The single most important structural fact is that op selection is split across two tables keyed on two different things. The engine is keyed on the section name (a runtime RE2 match producing a SectionKind ordinal that doubles as the engine tag 6/7/8); the op + EmitX template is keyed on the MCInst opcode (a .rodata jump table per (generation, bundle-type)). Neither is an MLIR pattern table or a TableGen itinerary — both are hand-rolled tables read directly from the binary. A reimplementer needs both the regex table and the per-(gen,bundle) opcode jump table; one without the other mis-routes every op.

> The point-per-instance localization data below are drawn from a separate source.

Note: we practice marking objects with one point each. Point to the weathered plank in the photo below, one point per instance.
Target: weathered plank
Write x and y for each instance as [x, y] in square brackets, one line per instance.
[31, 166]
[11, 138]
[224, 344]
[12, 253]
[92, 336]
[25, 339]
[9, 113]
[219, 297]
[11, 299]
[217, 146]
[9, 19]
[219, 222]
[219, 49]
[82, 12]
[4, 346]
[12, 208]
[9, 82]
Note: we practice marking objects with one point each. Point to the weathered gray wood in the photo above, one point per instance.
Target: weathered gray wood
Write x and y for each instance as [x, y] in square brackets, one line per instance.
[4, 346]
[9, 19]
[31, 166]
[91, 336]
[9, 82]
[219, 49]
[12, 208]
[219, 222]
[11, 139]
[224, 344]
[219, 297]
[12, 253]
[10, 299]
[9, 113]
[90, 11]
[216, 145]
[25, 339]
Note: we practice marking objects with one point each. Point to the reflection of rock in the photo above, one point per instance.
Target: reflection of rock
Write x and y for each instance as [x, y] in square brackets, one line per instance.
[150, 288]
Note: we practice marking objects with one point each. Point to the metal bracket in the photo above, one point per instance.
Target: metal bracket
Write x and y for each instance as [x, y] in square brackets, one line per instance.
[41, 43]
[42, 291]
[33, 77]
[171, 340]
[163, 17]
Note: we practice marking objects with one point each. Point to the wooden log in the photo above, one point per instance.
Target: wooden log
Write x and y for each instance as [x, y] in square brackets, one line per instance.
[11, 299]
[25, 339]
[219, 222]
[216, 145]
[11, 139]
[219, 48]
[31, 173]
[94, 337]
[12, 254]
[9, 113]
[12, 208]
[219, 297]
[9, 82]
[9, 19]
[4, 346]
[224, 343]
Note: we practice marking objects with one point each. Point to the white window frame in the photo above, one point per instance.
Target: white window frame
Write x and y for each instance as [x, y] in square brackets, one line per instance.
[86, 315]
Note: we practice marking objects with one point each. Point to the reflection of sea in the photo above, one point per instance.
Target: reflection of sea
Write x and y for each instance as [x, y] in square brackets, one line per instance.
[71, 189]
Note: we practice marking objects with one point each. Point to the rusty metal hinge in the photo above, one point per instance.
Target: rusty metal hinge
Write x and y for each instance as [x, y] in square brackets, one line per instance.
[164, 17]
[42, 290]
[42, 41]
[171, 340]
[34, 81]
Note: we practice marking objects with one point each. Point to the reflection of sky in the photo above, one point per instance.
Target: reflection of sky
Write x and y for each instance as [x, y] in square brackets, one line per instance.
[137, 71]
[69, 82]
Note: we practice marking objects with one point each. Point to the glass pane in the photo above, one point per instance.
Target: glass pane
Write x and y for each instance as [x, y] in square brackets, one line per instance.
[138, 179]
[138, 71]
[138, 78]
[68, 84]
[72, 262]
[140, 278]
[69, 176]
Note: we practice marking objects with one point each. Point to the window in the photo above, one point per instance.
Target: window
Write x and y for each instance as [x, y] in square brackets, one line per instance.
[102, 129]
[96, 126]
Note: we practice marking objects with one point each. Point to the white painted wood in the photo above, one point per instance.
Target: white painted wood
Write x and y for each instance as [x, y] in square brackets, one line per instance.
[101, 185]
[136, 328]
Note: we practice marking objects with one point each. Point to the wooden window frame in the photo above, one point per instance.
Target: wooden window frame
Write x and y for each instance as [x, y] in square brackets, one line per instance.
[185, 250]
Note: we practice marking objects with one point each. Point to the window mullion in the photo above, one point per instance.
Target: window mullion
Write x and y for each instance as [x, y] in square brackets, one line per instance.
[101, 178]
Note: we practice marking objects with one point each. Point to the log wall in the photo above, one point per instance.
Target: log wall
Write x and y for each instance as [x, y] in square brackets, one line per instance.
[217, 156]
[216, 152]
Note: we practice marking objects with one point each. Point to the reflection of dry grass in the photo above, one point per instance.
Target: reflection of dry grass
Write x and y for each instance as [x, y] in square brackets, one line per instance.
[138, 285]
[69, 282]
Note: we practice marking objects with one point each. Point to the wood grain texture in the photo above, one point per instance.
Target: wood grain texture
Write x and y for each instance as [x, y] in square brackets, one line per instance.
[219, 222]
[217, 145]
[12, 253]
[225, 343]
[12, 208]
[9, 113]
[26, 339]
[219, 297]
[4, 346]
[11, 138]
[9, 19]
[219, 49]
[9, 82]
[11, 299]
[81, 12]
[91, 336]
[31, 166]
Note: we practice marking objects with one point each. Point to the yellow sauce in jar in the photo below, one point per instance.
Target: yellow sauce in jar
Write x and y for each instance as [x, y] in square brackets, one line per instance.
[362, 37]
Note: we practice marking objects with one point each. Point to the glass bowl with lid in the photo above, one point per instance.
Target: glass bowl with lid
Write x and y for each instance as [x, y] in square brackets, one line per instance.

For reimplementation, the contract is:

  • The engine classifier is a static RE2 section-name table. ScSection::ComputeKind (0x13afefe0) lazily builds nine RE2 regexes (__cxa_guard 0x224de388) and FullMatchNs the section name in fixed order; the first match returns a SectionKind int. GhostliteEmitter::ConsumeProgram then crc32-probes a flat_hash_map<SectionKind, ScSection> and routes on the matched section's engine tag at slot+0x28: 8 → Scs, 7 → Tec, 6 → Tac.
  • The op classifier is the 0xae8db28 jump table. ConsumeScalarAluInstruction<glc::SparseCoreTacBundle> (0x139f09c0) reads DWORD[MCInst], subtracts base 0x222, bound-checks 0x6e (111 entries), and indirect-jumps. 37 distinct in-table arms (20 direct-accessor, 16 two-opcode EmitX pairs, 1 Halt) select a SparseCoreScalarAlu proto op and an EmitScalar* / EmitSetRegister template; two out-of-block opcodes (0xb25 → Halt, sharing the in-table Halt arm, and 0xf86 → IsInfOrNan) are handled in the default fall-through; every other opcode hits "Unsupported opcode for Scalar Alu slot."
  • Each (generation, bundle-type) owns its own jump table over the same opcode block. glc::TacBundle0xae8db28, glc::ScsBundle0xaea9df8, vfc::TacBundle0xae667d8; all share base 0x222, bound 0x6e, and the same op family. Only the EmitX bundle-template argument differs (SparseCoreTacBundle vs SparseCoreScsBundle). The scalar-ALU ISA is shared across the SCS and TAC engines.
  • EmitX populates proto; it does not pack bits. Each arm's EmitScalar* template fills a SparseCoreScalarAlu oneof submessage (discriminator [proto+0x50], active message [proto+0x48]). The absolute bundle bit positions are written later by the <Slot>Encoder::EncodeBitCopy stage, downstream of ConvertToTpuCoreProgram.
Op jump table (glc TAC)ConsumeScalarAluInstruction<glc::SparseCoreTacBundle> @ 0x139f09c0; jt 0xae8db28, base 0x222, bound 0x6e (111 entries)
Sibling jump tablesglc::ScsBundle @ 0x13a4f7c0 (jt 0xaea9df8) · vfc::TacBundle @ 0x13985100 (jt 0xae667d8) — same block, same op family
Op classifier inputDWORD[MCInst] opcode; index opcode − 0x222; 37 in-table arms (20 A + 16 B-pairs + 1 Halt) + default + 2 OOB
Engine classifierScSection::ComputeKind @ 0x13afefe0 — 9 static RE2 regexes (__cxa_guard 0x224de388), first FullMatchN wins → SectionKind
Engine routeGhostliteEmitter::ConsumeProgram @ 0x139ed5e0crc32 flat_hash_map<SectionKind,ScSection> probe → engine tag slot+0x28: 8=Scs, 7=Tec, 6=Tac
Proto oneofSparseCoreScalarAlu; discriminator [proto+0x50] (_oneof_case_[0]), active msg [proto+0x48]
EmitX familiesEmitScalarUnop · EmitScalarBinop · EmitScalarCompareOp<PredicateDest,…> · EmitScalarYUnop · EmitScalarWeird<PredicateDest,…> · EmitSetRegister + 20 direct mutable_<op>() accessors
Default error"Unsupported opcode for Scalar Alu slot: $0 : $1" (isa_emitter.cc)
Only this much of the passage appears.